Dopo 6 partite (4 di campionato e 2 in Champions) si può dire che, prevedibilmente, la Juventus sia ancora un cantiere aperto.
Il cambio di allenatore (col passaggio da Maurizio Sarri ad Andrea Pirlo), dello staff tecnico e una preseason più corta del solito (i bianconeri hanno terminato la scorsa stagione il 7 agosto) facevano presagire delle difficoltà in avvio, fra l’altro comuni a quelle di altri club che hanno cambiato tanto fra l’ultima annata e quella attualmente in corso. Tuttavia, la partenza della Juve è stata al di sotto di quelle che erano le attese e le problematiche che la squadra sta affrontando sono forse superiori a quello che si poteva immaginare.
La transizione dal calcio di Sarri a quello di Pirlo è stata finora insoddisfacente, con i campioni d’Italia che si trovano a dover navigare in mezzo a problematiche strutturali che, al netto dei tanti cambi operati sul mercato, sembrano (almeno in parte) riproporre alcune delle criticità riscontrate già l’anno passato sotto la precedente gestione tecnica.
In questo senso, le partite contro Crotone, Verona e Barcellona rappresentano tre indizi che potrebbero fare una prova, pur nella diversità degli avversari affrontati. Contro il Crotone, l’impressione è stata quella di partita nella quale la panchina non ha aiutato la squadra, non leggendo alcune situazioni verificatesi in campo.
Nella sfida ai gialloblù, ancora una volta (come già accaduto nel passato recente) è stata la forte pressione individuale messa in campo dagli uomini di Ivan Jurić a creare più di qualche problema ai bianconeri.
Infine, in coppa dei Campioni, la Juventus è sembrata inerme contro un avversario comunque non irresistibile e reduce da un clásico tutt’altro che esaltante.
In generale, la squadra di Pirlo è apparsa in difficoltà in entrambe le fasi di gioco.
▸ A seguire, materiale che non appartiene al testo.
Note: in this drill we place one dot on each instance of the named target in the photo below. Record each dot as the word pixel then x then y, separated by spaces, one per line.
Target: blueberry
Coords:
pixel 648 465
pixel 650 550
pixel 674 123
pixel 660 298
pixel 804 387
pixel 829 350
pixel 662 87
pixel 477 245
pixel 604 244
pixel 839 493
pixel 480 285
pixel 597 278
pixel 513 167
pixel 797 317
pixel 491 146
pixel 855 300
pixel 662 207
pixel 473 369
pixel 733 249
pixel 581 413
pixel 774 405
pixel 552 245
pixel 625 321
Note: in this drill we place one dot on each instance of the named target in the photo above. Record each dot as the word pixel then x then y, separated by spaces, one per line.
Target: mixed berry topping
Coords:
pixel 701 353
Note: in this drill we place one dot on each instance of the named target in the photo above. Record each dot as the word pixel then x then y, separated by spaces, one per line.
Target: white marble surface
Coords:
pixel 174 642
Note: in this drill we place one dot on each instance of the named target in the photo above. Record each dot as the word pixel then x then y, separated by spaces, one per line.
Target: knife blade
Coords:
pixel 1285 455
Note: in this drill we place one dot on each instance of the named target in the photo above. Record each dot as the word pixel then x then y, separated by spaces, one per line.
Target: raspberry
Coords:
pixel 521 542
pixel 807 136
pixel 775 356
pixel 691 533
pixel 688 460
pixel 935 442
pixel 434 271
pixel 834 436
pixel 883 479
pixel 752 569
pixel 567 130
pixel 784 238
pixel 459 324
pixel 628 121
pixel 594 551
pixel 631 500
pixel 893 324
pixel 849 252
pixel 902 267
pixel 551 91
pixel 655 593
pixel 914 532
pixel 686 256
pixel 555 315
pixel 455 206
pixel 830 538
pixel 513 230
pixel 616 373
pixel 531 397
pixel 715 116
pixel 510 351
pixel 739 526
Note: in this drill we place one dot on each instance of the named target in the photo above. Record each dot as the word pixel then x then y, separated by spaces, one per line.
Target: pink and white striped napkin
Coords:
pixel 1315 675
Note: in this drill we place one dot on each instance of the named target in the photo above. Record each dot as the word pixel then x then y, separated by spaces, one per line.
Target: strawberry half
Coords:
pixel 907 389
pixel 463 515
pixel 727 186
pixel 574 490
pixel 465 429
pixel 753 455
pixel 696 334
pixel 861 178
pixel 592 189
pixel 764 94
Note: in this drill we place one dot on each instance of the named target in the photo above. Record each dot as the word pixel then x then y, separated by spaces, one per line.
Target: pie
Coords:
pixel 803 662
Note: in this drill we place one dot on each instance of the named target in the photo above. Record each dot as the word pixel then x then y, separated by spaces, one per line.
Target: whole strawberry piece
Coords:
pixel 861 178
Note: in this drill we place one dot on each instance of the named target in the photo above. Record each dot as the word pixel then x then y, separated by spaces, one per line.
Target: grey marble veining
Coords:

Quando si tratta di costruire, i bianconeri riescono abbastanza bene a far uscire palla da dietro in situazioni di scarso o nullo pressing avversario. Vice versa, contro una prima pressione forte, il costrutto 3+2 sul quale si basa il primo possesso juventino va in difficoltà.
Quando poi la palla viene portata nell’altra metà campo, si evidenziano tutta una serie di problemi che fanno della Juventus appena la 11° squadra in serie A per IPO (Indice di Pericolosità Offensiva).
L’occupazione dei cinque corridoi verticali da parte degli invasori non è infatti sempre funzionale, come si è visto nel caso di Dybala e Kulusevski, finiti più volte nella stessa zona di campo contro il Barcellona.
In una squadra che gioca un calcio di possesso, in campo corto, calciatori come lo svedese o Chiesa (che erano abituati ad avere grandi spazi davanti) sembrano in questo momento in difficoltà. Lo scaglionamento offensivo della squadra risente della tendenza dei giocatori a rimanere troppo statici per aspettare il pallone sui piedi invece che muoversi per creare zone da attaccare. La squadra fa fatica a liberare uomini in zona di rifinitura (fra le linee avversarie).
In non possesso, poi, il 4-4-2 appare troppo scolastico e passivo, con l’undici bianconero che fa fatica ad assimilare una fase difensiva più attiva, così come già visto l’anno scorso.
In campionato, contro gli avversari fin qui incontrati, queste lacune sono rimaste coperte. E infatti l’IRD (Indice di Rischio Difensivo) bianconero è il 4° nella massima serie (41.6). Tuttavia, in Champions, contro avversari superiori (nel caso dei blaugrana), si sono evidenziati i limiti del momento attuale, con anche una prima pressione inefficace che costringe spesso la squadra a difendere in campo aperto contro pericolose transizioni. Fra l’altro, sia catalani che Crotone e Verona impostavano con una difesa a tre.
Il tempo per cambiare marcia c’è. Spetta ora a Pirlo scegliere se continuare sulla strada intrapresa (sperando in una veloce assimilazione dei suoi concetti da parte dei giocatori) o se invece cambiare strada e provare a trovare un compromesso, come ha cercato di fare Sarri in precedenza.